Laut China Selatan kembali bergolak. Pekan ini, akhir Mei 2025, sebuah kapal induk raksasa Amerika Serikat, USS Nimitz (CVN-68), membelah perairan Laut China Selatan. Dari dek kapal, jet tempur F/A-18 Super Hornet melesat satu per satu. Seolah-olah, mereka mengirimkan pesan kepada dunia. "Amerika kembali ke laut yang disengketakan, dan kali ini—dengan lebih banyak kekuatan".
Tapi, lawan bebuyutannya tak tinggal diam. China langsung menjawab manuver militer AS. Bukan dengan kata-kata, tapi dengan aksi. Pembom strategis H-6 yang mampu membawa hulu ledak nuklir diterbangkan dan ditempatkan di Pulau Woody, wilayah yang mereka klaim dalam Nine-Dash Line.
Bayangan perang pun menebal. Ini bukan hanya pertarungan atas karang dan pasir. Ini tentang peta dunia.

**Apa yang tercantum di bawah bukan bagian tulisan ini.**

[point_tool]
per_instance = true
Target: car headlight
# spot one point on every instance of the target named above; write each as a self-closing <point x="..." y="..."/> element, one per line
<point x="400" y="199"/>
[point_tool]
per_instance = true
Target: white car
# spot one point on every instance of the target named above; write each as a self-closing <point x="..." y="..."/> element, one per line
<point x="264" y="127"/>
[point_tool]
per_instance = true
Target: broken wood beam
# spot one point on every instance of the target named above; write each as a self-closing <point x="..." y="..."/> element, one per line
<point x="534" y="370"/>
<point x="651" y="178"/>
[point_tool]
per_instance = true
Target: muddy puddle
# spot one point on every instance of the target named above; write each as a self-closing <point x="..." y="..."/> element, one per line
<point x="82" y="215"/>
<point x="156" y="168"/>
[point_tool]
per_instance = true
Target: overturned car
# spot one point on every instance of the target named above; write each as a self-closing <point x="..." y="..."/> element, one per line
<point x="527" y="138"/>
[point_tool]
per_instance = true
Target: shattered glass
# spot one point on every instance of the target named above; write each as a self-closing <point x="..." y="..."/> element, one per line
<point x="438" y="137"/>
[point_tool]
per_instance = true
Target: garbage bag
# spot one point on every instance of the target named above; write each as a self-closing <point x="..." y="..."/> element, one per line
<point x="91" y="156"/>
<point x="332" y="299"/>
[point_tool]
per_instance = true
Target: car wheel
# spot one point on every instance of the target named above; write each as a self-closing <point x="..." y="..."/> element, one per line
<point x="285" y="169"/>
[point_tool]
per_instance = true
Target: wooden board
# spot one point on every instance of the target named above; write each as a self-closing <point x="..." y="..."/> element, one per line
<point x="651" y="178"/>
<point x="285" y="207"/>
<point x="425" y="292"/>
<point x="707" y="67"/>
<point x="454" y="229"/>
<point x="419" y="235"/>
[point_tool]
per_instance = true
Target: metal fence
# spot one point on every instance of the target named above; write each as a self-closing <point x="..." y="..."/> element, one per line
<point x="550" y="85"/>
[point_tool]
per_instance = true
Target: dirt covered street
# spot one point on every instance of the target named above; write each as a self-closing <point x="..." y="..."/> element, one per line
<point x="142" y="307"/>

Laut China Selatan menyimpan lebih dari sekadar gelombang. Sekitar 30% perdagangan dunia—setara $3 triliun per tahun—melewati jalur ini. Lebih dari 80% impor energi China juga bergantung pada perairan ini. Maka ketika Beijing membangun pulau buatan dan landasan militer di sana, itu bukan hanya geopolitik. Itu adalah soal hidup dan mati.
Namun, klaim China atas 80% wilayah laut ini lewat peta nine-dash line bertabrakan dengan hukum laut internasional. Putusan Mahkamah Arbitrase Internasional di Den Haag tahun 2016 menyatakan klaim itu tidak sah. Tapi Beijing tetap melanjutkan ekspansinya—tanpa peduli.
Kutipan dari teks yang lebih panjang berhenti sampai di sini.